Wall: exactly-once is a lie everyone tells

A 2 a.m. page from a Razorpay payments pipeline once read: "customer charged twice for order_id=BLR-9847122. Stream processor logs say processed once. Database says inserted twice. Kafka says delivered twice. Sink says committed once. Who is lying?" Aditi, the on-call engineer, opened the Flink job's UI and saw the green EXACTLY_ONCE badge next to the checkpoint mode. The badge was telling the truth. The duplicate row was also telling the truth. Both can be true — and that contradiction is what every "exactly-once" claim in the streaming world rests on. This chapter is the wall between Build 8 (you now understand state, windows, watermarks, checkpoints) and Build 9 (you are about to learn how exactly-once is actually engineered). Before the engineering, you need to know what the words mean.

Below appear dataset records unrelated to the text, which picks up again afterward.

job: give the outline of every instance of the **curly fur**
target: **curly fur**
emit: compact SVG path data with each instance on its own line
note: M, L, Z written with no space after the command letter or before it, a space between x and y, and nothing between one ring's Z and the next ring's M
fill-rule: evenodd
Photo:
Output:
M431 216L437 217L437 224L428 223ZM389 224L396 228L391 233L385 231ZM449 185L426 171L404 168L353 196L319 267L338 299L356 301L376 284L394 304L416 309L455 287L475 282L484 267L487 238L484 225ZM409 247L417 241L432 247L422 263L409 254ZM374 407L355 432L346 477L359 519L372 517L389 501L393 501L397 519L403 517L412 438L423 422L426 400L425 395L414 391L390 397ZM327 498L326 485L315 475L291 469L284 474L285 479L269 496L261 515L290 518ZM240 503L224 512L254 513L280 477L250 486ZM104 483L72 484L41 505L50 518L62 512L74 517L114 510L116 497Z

"Exactly-once" in streaming never means "the operator's side-effects fire exactly once on the world". It means "the observable end state of a closed system looks as if every record were processed once, even though many records were physically processed multiple times." The lie is subtle and the truth is mechanical: idempotent writes plus transactional commits plus replayable sources. Skip those three and the badge is decorative.

What people hear when you say "exactly-once"

Read a Kafka or Flink marketing page and the phrase "exactly-once processing" lands as: each event flows through the pipeline exactly one time, end to end, no matter what fails. That mental model is wrong in two specific ways, and the wrongness is the entire point of this chapter.

Wrong-way #1: physical execution is not what gets guaranteed. When a Flink task crashes mid-window-aggregate, the next attempt re-reads the same Kafka offsets and re-processes the same records. The aggregator's add(event) method physically runs twice on the same input. The framework does not — cannot — un-execute the first attempt. What it does is roll the state back so the second attempt produces the same final state as if only one execution had happened.

Wrong-way #2: the world outside the pipeline is not part of the guarantee unless you make it so. If your sink is INSERT INTO payments_ledger (order_id, paise) VALUES (...) without a uniqueness constraint, the same record reprocessed twice writes two rows. The streaming framework does not know whether your sink is idempotent, transactional, or neither. The "exactly-once" badge sits on the boundary of the framework, not on the boundary of the database.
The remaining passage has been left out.